Sometimes I felt that way. That my fire was trying to tell me something. But other times it felt like a raging lunatic with a point to prove.
Coach Tom greeted me as I walked into the training room, as he often did with everyone. He almost made me want to join the lacrosse team, but tryouts had been the day after I’d arrived, and I wasn’t anywhere near in shape for something like that. But it was fun to watch Ireland play. She hadn’t been exaggerating when she told me she was gifted with speed and strength. The girl was a beast on the field.
“We’re going to do something different today,” Coach Tom began. “I’ve asked Mrs. Adams’ class to join us.”

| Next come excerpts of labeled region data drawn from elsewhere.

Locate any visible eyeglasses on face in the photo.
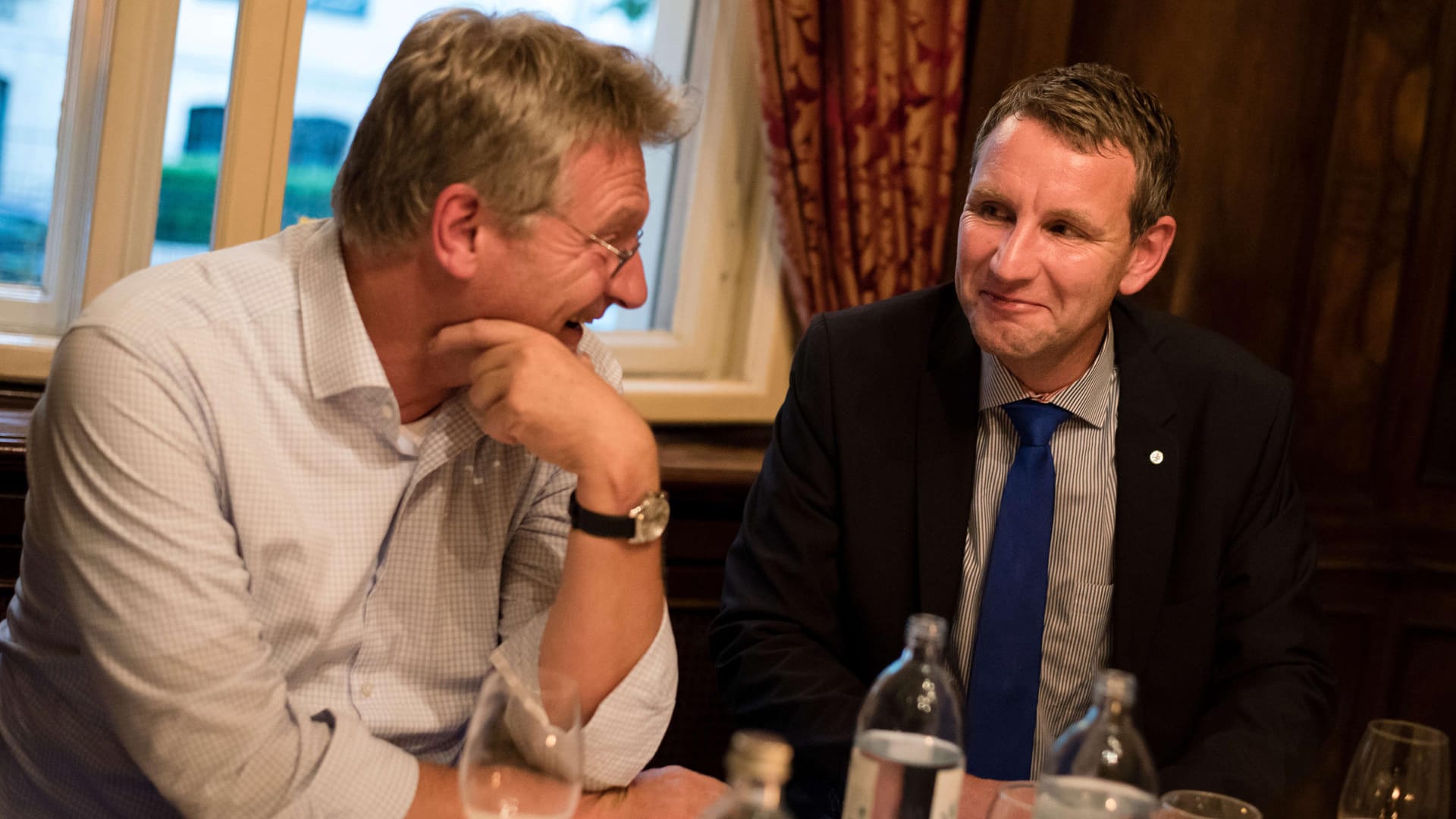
[551,213,642,278]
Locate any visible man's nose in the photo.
[990,224,1037,281]
[607,253,646,310]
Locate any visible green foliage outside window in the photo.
[157,156,337,245]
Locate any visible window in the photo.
[0,0,789,421]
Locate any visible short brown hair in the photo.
[332,9,690,251]
[971,63,1178,239]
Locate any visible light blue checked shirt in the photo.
[0,221,677,817]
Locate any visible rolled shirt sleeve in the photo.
[491,454,677,790]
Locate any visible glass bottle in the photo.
[1037,669,1157,819]
[701,730,793,819]
[843,613,965,819]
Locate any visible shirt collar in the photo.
[980,316,1117,428]
[290,218,389,398]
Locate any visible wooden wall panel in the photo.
[1067,0,1351,372]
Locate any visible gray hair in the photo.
[332,9,692,251]
[971,63,1178,239]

Just as he said it, several students filed into the room behind Ms. Adams. Hudson happened to be one of them. My heart skipped a beat, and I wiped at my suddenly perspiring forehead.
Our eyes locked. He didn’t look away for what felt like a very long time until he sat down opposite the room with his classmates. His presence brought a much needed drop in temperature to the room. I looked around to see if the others noticed, but they didn’t seem to.
“Thank you for coming, Mrs. Adams and students,” Coach Tom said. “I appreciate you taking the time to leave your studies today, but I think our lesson will benefit both classes.”
Mrs. Adams nodded in agreement.
“Each of you find a partner. We’ll be practicing elemental magic today.”
I groaned inwardly. No one would want to be my partner. They’d say my skin was too hot to touch. Maybe if I had one of my friends in my class, I could convince them, but Ireland hadn’t joined me since that first day. I don’t think she was attending her normal classes either, not on a regular basis anyway. I got the impression that teachers couldn’t wait for Ireland to graduate. I think they’d given up on trying to tame her.